The conclusion is inescapable that but one remedy exists to deter violations of the search and seizure clause. That is the rule which excludes illegally obtained evidence. Only by exclusion can we impress upon the zealous prosecutor that violation of the Constitution will do him no good. And only when that point is driven home can the prosecutor be expected to emphasize the importance of observing constitutional demands in his instructions to the police....
I cannot believe that we should decide due process questions by simply taking a poll of the rules in various jurisdictions, even if we follow the Palko 'test.' Today's decision will do inestimable harm to the cause of fair police methods in our cities and states. Even more important, perhaps, it must have tragic effect upon public respect for our judiciary.
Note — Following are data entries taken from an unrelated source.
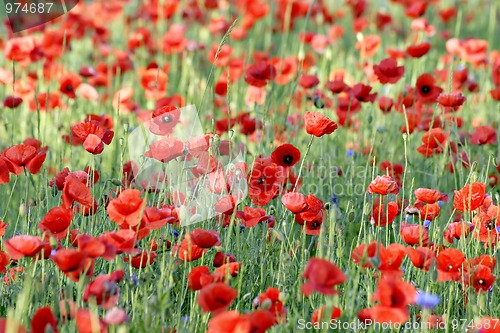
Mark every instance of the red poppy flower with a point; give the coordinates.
(361, 92)
(199, 277)
(126, 209)
(451, 102)
(428, 211)
(418, 50)
(89, 322)
(226, 204)
(221, 258)
(308, 81)
(43, 320)
(57, 222)
(72, 262)
(385, 104)
(470, 197)
(318, 125)
(4, 170)
(259, 73)
(164, 119)
(265, 181)
(388, 71)
(427, 91)
(294, 202)
(4, 261)
(368, 46)
(321, 276)
(430, 196)
(383, 185)
(22, 156)
(91, 134)
(20, 246)
(319, 314)
(433, 142)
(166, 149)
(480, 277)
(230, 322)
(223, 272)
(457, 230)
(68, 84)
(393, 296)
(188, 250)
(216, 297)
(286, 155)
(12, 102)
(414, 234)
(75, 189)
(337, 85)
(104, 289)
(250, 217)
(483, 135)
(421, 257)
(450, 264)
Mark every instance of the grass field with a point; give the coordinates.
(251, 166)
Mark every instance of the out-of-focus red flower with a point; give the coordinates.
(470, 197)
(388, 71)
(321, 276)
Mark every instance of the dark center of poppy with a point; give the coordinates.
(166, 119)
(288, 159)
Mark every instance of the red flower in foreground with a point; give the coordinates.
(450, 264)
(286, 155)
(318, 125)
(259, 73)
(57, 222)
(383, 185)
(26, 155)
(126, 209)
(451, 102)
(89, 322)
(393, 296)
(321, 276)
(91, 134)
(414, 234)
(418, 50)
(388, 71)
(216, 297)
(483, 135)
(265, 181)
(294, 202)
(427, 91)
(430, 196)
(433, 142)
(470, 197)
(73, 262)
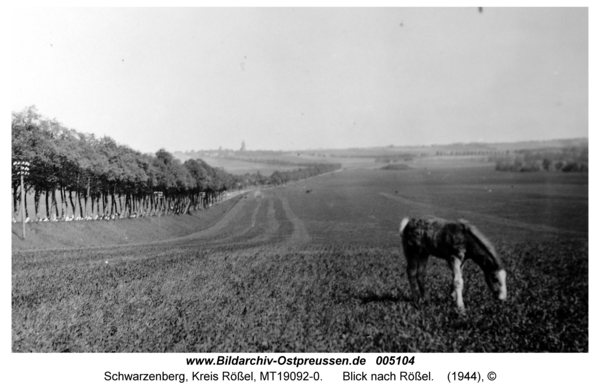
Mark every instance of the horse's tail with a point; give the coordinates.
(483, 242)
(403, 224)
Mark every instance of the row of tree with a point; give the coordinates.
(571, 159)
(79, 175)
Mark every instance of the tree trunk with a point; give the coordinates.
(54, 204)
(36, 203)
(47, 206)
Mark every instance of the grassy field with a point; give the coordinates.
(285, 269)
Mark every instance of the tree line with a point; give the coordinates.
(80, 176)
(570, 159)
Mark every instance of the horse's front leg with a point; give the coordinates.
(416, 269)
(457, 283)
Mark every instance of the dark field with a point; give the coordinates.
(322, 271)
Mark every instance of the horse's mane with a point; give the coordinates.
(487, 246)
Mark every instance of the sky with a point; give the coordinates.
(304, 78)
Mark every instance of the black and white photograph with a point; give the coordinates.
(299, 180)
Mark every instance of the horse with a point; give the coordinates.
(455, 242)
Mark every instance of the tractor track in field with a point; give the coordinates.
(258, 218)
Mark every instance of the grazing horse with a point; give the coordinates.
(454, 241)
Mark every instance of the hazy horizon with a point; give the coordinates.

For the Court now allows that is indeed shabby business: lawlessness by officers of the law. Since the evidence admitted was secured in violation of the Fourth Amendment, the judgment should be reversed.
MR. JUSTICE RUTLEDGE, DISSENTING.
... [A]lthough I think that all 'the specific guarantees of the Bill of Rights should be carried over intact into the first section of the Fourteenth Amendment,' ... I welcome the fact that the Court, in its slower progress toward this goal, today finds the substance of the Fourth Amendment 'to be implicit in the concept of ordered liberty, and thus, through the Fourteenth Amendment..., valid as against the states.' Palko v. Connecticut.
But I reject the Court's simultaneous conclusion that the mandate embodied in the Fourth Amendment, although binding on the states, does not carry with it the one sanction--exclusion of evidence taken in violation of the Amendment's terms--failure to observe which means that 'the protection of the 4th Amendment ... might as well be stricken from the Constitution.' Weeks v. United States. For I agree with my brother MURPHY's demonstration that the Amendment without the sanction is a dead letter.... [T]he version of the Fourth Amendment today heldapplicable to the states hardly rises to the dignity of a form of words; at best it is a pale and frayed carbon copy of the original, bearing little resemblance to the Amendment the fulfillment of whose command I had heretofore thought to be 'an indispensable need for a democratic society.' Harris v. United States....
... I ... think the conviction should be reversed.
MR. JUSTICE MURPHY joins in this opinion.